Elsevier

Information Systems

Volume 33, Issue 1, March 2008, Pages 18-35
Information Systems

Effective protocols for kNN search on broadcast multi-dimensional index trees

https://doi.org/10.1016/j.is.2007.04.002Get rights and content

Abstract

In a wireless mobile environment, data broadcasting provides an efficient way to disseminate data. Via data broadcasting, a server can provide location-based services to a large client population in a wireless environment. Among different location-based services, the k nearest neighbors (kNN) search is important and is used to find the k closest objects to a given point. However, the kNN search in a broadcast environment is particularly challenging due to the sequential access to the data on a broadcast channel. We propose efficient protocols for the kNN search on a broadcast R-tree, which is a popular multi-dimensional index tree, in a wireless broadcast environment in terms of latency and tuning time as well as memory usage. We investigate how a server schedules the broadcast and provide the corresponding kNN search algorithms at the mobile clients. One of our kNN search protocols further allows a kNN search to start at an arbitrary time instance and it can skip the waiting time for the beginning of a broadcast cycle, thereby reducing the latency. The experimental results validate that our mechanisms achieve the objectives.

Introduction

Advanced technologies in communications, positioning systems, and networking make it possible for mobile clients to ubiquitously access different kinds of information services, such as traffic information, stock-price information, electronic news, etc. However, the bandwidth in such a wireless mobile environment is asymmetric [1], [2], [3]. In other words, the downlink (server-to-client) bandwidth is much greater than the uplink (client-to-server) bandwidth. The conventional client–server model will hence be a poor match with the wireless mobile environment when the group of mobile clients is large due to bottlenecks of the uplink. Instead, data broadcasting provides an effective approach for a server to disseminate data to a large pool of clients.

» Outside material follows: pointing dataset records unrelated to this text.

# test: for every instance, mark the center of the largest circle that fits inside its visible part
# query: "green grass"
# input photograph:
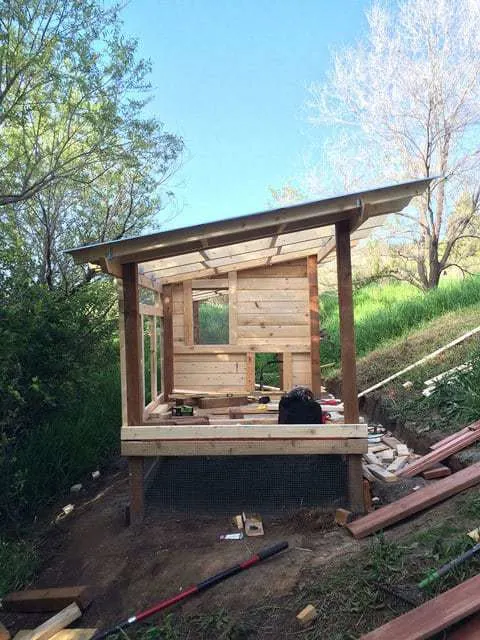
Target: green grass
(390, 311)
(19, 561)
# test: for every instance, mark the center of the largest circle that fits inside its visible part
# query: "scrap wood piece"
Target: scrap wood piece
(438, 471)
(434, 615)
(56, 623)
(53, 599)
(427, 461)
(469, 629)
(381, 473)
(415, 502)
(64, 634)
(454, 436)
(419, 362)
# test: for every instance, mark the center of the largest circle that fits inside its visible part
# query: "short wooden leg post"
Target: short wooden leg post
(137, 494)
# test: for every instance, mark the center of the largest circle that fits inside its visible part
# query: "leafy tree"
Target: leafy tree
(405, 103)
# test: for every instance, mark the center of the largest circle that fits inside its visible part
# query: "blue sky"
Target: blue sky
(231, 78)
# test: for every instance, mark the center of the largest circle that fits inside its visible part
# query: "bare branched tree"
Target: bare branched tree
(405, 103)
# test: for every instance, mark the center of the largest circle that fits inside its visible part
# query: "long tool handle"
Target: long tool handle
(263, 554)
(446, 568)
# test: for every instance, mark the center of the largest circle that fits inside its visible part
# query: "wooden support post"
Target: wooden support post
(287, 371)
(196, 322)
(167, 342)
(347, 349)
(133, 335)
(232, 307)
(312, 273)
(188, 312)
(250, 374)
(153, 358)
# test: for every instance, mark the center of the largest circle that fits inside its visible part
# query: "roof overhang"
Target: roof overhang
(269, 237)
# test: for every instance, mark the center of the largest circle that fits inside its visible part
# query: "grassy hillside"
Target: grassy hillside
(391, 311)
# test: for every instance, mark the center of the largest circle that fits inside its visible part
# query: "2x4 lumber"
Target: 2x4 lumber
(188, 312)
(248, 431)
(430, 356)
(64, 634)
(46, 600)
(312, 274)
(434, 615)
(56, 623)
(168, 362)
(427, 461)
(287, 371)
(347, 353)
(232, 307)
(250, 372)
(243, 447)
(415, 502)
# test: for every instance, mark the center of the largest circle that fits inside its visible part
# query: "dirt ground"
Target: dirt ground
(131, 569)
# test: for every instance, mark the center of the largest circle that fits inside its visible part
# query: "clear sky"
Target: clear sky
(231, 77)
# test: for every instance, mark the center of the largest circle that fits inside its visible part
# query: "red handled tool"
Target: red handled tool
(263, 554)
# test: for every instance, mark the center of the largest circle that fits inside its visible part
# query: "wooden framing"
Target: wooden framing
(268, 262)
(312, 274)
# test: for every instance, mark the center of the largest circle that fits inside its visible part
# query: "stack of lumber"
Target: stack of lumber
(386, 459)
(68, 602)
(415, 502)
(435, 615)
(443, 450)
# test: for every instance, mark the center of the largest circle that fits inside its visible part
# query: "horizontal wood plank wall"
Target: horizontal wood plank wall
(273, 306)
(211, 372)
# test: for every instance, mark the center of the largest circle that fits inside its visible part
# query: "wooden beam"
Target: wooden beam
(250, 372)
(244, 447)
(188, 312)
(153, 359)
(433, 616)
(247, 432)
(415, 502)
(133, 336)
(45, 600)
(312, 274)
(232, 307)
(348, 359)
(167, 342)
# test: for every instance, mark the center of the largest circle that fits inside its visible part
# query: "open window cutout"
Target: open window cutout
(268, 371)
(211, 318)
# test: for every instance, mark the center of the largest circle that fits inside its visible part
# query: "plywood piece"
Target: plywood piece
(242, 447)
(47, 600)
(434, 615)
(415, 502)
(56, 623)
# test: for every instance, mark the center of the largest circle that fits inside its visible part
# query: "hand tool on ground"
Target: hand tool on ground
(263, 554)
(413, 594)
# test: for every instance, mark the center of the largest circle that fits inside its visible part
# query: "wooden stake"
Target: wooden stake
(348, 359)
(312, 273)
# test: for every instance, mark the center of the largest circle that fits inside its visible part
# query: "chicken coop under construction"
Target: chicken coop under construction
(262, 269)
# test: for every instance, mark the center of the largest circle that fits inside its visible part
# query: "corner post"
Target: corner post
(167, 342)
(348, 358)
(133, 383)
(312, 274)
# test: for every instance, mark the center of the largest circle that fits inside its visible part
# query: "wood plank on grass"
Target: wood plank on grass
(415, 502)
(53, 599)
(427, 461)
(434, 615)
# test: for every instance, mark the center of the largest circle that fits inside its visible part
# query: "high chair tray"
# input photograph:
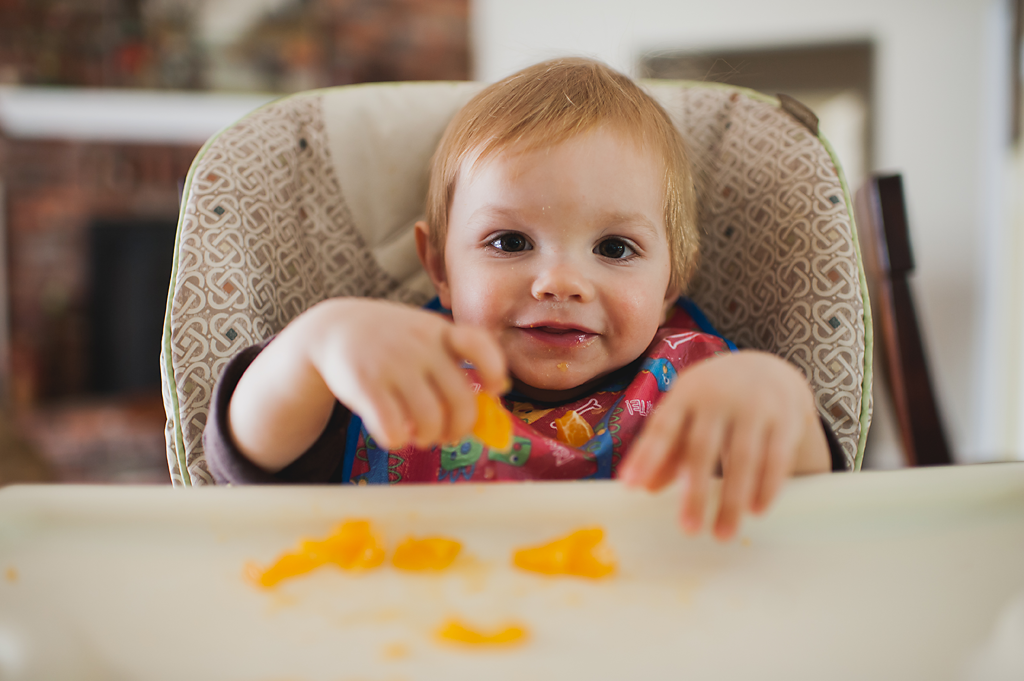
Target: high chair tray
(907, 575)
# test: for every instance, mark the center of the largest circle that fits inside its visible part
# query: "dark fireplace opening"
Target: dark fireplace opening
(130, 265)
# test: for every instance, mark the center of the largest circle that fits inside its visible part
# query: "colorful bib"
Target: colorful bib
(580, 439)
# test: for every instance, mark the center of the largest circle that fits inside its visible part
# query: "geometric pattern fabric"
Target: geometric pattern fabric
(266, 230)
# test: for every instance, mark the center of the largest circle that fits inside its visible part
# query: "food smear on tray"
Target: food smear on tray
(352, 546)
(455, 631)
(494, 424)
(431, 553)
(580, 554)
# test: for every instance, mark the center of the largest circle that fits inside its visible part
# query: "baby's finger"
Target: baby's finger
(457, 395)
(653, 449)
(782, 441)
(425, 411)
(385, 418)
(745, 450)
(701, 451)
(478, 347)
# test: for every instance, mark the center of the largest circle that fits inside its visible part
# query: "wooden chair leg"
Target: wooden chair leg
(881, 214)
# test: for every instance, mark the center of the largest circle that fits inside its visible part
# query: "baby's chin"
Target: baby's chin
(559, 387)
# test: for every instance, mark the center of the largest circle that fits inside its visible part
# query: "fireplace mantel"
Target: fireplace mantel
(148, 117)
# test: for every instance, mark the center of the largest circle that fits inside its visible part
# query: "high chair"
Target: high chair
(315, 196)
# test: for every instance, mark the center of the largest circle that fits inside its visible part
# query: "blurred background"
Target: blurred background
(103, 103)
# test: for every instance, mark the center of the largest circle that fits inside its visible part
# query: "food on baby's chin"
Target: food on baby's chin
(352, 546)
(457, 632)
(494, 425)
(434, 553)
(573, 554)
(572, 429)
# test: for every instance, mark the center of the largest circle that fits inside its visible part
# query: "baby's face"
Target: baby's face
(562, 253)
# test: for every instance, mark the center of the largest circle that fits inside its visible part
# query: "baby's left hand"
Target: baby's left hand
(751, 411)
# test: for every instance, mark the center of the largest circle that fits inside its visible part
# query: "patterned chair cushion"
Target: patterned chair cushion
(315, 195)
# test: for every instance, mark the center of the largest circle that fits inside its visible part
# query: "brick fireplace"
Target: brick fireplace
(67, 202)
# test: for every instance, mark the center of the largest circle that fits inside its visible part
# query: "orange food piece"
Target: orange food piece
(494, 425)
(352, 546)
(572, 429)
(429, 553)
(453, 630)
(573, 554)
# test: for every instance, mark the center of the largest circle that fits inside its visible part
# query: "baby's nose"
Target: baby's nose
(562, 282)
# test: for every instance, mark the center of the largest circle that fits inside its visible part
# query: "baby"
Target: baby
(560, 233)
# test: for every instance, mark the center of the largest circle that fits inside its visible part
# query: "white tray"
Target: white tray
(870, 576)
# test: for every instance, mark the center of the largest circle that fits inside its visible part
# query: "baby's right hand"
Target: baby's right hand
(400, 369)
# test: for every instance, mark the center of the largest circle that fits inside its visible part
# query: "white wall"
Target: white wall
(939, 107)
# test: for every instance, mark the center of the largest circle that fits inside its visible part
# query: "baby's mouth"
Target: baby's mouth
(559, 336)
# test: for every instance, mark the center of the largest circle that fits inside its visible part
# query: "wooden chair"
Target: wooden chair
(882, 226)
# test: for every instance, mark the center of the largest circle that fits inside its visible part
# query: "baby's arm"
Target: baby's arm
(752, 412)
(398, 368)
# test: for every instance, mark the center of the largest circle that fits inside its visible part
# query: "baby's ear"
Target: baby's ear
(433, 262)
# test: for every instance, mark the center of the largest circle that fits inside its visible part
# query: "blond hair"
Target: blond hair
(550, 102)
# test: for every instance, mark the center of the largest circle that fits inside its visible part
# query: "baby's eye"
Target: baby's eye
(510, 242)
(615, 249)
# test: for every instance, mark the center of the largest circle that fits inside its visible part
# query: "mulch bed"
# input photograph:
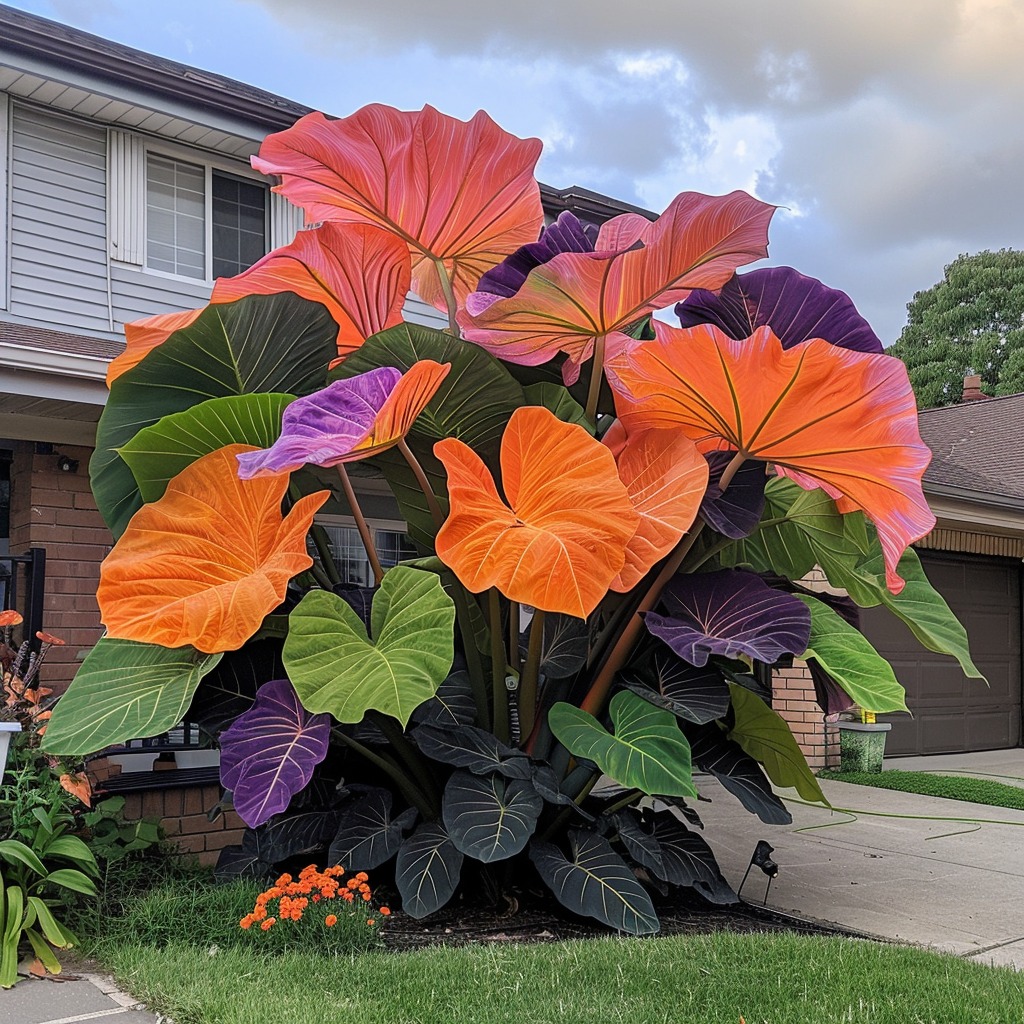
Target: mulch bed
(536, 918)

Via data broadcasting, a mobile client can access the information and execute a query by tuning into the broadcast. A mobile client executing a query experiences a latency, which is the time elapsed between issuing and termination of the query, and the tuning time, which is the amount of time spent on listening to the broadcast. The latency indicates the Quality of Service (QoS) provided by the system and the tuning time represents the power consumption of mobile clients. In general, when the broadcast consists of only data, these two cost measures are equivalent. Broadcasting data with an index structure was introduced [4], [5] in order to further alleviate energy consumption. The index allows a mobile client to selectively tune into a broadcast according to the index [6], [7], [8], [9], [10], [11], [12], [13], [14]. This leads to a reduction in tuning time and therefore distinguishes these two cost measures. Moreover, since the memory on a mobile device is also limited, the amount of memory used when a mobile client executing a query by listening to the broadcast should be considered [6], [8].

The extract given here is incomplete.